Here’s a letter to the Wall Street Journal:
The Trade Adjustment Assistance program rests on the principle that consumers whose demands for American-made products help to create jobs for American workers should pay to train these workers for other jobs if these consumers ever shift their demands from American to foreign suppliers (“Dispute Threatens Key Deals on Trade,” May 28).
The merits of this program are doubtful. If the value to workers of this fringe benefit (for that’s just what it is) were greater than its cost, it would be supplied privately on the market. Enough employers would respond to worker demand for a ‘retraining’ fringe by offering, along with wages and other fringes, a promise to pay to retrain workers who lose their jobs to any import-related decline in demand for these firms’ outputs.
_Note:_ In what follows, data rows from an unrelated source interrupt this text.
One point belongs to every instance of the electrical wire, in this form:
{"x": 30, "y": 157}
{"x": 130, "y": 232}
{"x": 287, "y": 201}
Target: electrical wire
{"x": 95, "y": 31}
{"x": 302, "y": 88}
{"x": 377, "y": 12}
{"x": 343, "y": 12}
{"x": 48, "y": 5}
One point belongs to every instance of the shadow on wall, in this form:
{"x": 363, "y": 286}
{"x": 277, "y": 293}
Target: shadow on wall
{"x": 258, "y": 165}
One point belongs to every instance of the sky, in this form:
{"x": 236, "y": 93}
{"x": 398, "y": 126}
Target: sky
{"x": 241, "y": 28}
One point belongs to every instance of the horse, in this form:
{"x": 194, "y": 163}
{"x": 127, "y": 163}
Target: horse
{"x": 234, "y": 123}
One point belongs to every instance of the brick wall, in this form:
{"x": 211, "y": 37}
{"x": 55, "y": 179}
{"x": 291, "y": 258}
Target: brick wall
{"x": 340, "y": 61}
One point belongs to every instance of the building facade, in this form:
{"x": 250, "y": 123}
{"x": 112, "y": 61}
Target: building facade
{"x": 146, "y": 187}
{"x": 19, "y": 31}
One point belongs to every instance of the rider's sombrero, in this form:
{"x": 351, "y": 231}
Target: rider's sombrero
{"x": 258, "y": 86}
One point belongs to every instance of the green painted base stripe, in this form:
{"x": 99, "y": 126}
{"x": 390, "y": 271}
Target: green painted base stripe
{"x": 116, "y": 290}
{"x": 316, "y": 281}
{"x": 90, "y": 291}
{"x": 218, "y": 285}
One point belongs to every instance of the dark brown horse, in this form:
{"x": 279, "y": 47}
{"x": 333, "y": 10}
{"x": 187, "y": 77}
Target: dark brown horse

Of course, being costly like all other fringe benefits, provision of this fringe benefits would result in lower wages and lower values of other fringe benefits paid to workers. Also like other fringe benefits, though, if the value to employees of this benefit is greater than its cost, employers competing for workers would be obliged to offer it.
But we see very few employers offering worker-retraining fringes – strong evidence that the value of these benefits to workers falls short of the cost of supplying them. As such, it is unjust to force taxpayers to pay for a benefit for these workers that these workers themselves, through their own actions on the market, reveal is not worth its cost.
Donald J. Boudreaux
UPDATE: My buddy Dave Rose, at the University of Missouri – St. Louis, sent to me this e-mail:
Regarding “If the value to workers of this fringe benefit (for that’s just what it is) were greater than its cost, it would be supplied privately on the market.”
I’d put it differently. I’d say
“If one claims that the value to workers of this fringe benefit is greater than its cost even while it is not supplied privately, it is incumbent those making such claims to demonstrate the market failure problem at work.”